Here’s an implementation-free description of a simple version of the Google PageRank algorithm. This is the version of the PageRank algorithm which you will use in your assignment. Don’t be alarmed. Read it carefully. This is surprisingly and pleasantly easy:
- Let W be a set of webpages (a web) of size n.
- Let G be a square connectivity matrix. A connectivity matrix is a square matrix of 0s and 1s used to represent the connections in a graph (or web). If there is a hyperlink from page j to page i, there is a 1 at location [i][j]. If there is no link from page j to page i, then there is a 0 at location [i][j].
- Suppose we have a tiny web W of 4 pages: A, B, C, and D, and apart from page D which has no links to it or from it, each page contains one link to each of the other pages, but not to itself. That is, page A contains a link to page B, and to page C, but not to page A or to page D. Page B contains a link to page A, and to page C, but not to page B or page D. And so on. We say that the jth column of the connectivity matrix contains the outbound links from page j. Our connectivity matrix will look like this:
G= a b c d
a 0 1 1 0
b 1 0 1 0
c 1 1 0 0
d 0 0 0 0
- Let’s define the importance of each page by the importance of the pages that link to it. (Hey wait, that sounds a little like recursion!). If we do this, we can use the connectivity matrix as a starting point for determining the relative importance of each page in our web. Note that a typical connectivity matrix G is probably very big (how many billions (trillions) of web pages are there these days), but very sparse (lots of zeros).
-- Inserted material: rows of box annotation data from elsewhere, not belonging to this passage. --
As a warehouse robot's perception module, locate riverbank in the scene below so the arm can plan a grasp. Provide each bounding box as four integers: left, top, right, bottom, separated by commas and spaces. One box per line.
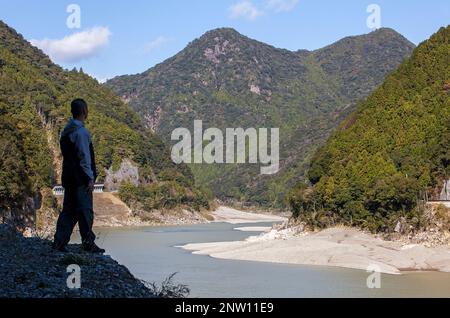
0, 224, 154, 298
183, 208, 450, 274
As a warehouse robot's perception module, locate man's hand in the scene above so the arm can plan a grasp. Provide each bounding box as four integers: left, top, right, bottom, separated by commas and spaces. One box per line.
88, 180, 94, 192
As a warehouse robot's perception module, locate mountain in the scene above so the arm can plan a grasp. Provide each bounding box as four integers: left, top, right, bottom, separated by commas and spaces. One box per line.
290, 26, 450, 231
0, 21, 207, 230
106, 28, 414, 207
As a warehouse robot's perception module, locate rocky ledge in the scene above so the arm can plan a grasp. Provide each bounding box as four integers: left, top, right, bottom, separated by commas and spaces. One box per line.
0, 224, 154, 298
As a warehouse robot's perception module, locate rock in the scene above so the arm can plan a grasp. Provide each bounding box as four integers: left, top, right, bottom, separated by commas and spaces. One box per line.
104, 159, 139, 191
0, 224, 154, 298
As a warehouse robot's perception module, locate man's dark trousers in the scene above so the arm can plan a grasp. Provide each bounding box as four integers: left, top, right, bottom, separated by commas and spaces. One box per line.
55, 185, 95, 246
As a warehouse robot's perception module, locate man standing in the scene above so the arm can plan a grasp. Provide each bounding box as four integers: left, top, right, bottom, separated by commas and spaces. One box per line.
53, 99, 105, 253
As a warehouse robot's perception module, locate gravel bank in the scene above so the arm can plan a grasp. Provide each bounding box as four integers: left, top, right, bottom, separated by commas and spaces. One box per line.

Its jth column shows the links on the jth page, and the total number of nonzero entries in the entire matrix is the total number of links in our web W.
- We can define ri and cj to be the row and column sums of G respectively. These quantities are the in-degree and out-degree. The in-degree is the number of pages that have links to our ith page, and the out-degree is the number of links on our jth page to other pages.
- Take a break and this about this. This is neat. There’s a lot of math in search engines, and there’s some pretty interesting vocabulary involved. We’re using matrices. We’re using a special kind of matrix called a con- nectivity matrix which is all zeros and ones. The matrix can be sparse, and has row and column sums. The sum of 1s in a row is the in-degree because it is a count of the links to the page at row i. The sum of 1s in a column is the out-degree because it is the number of links out from the page at column j.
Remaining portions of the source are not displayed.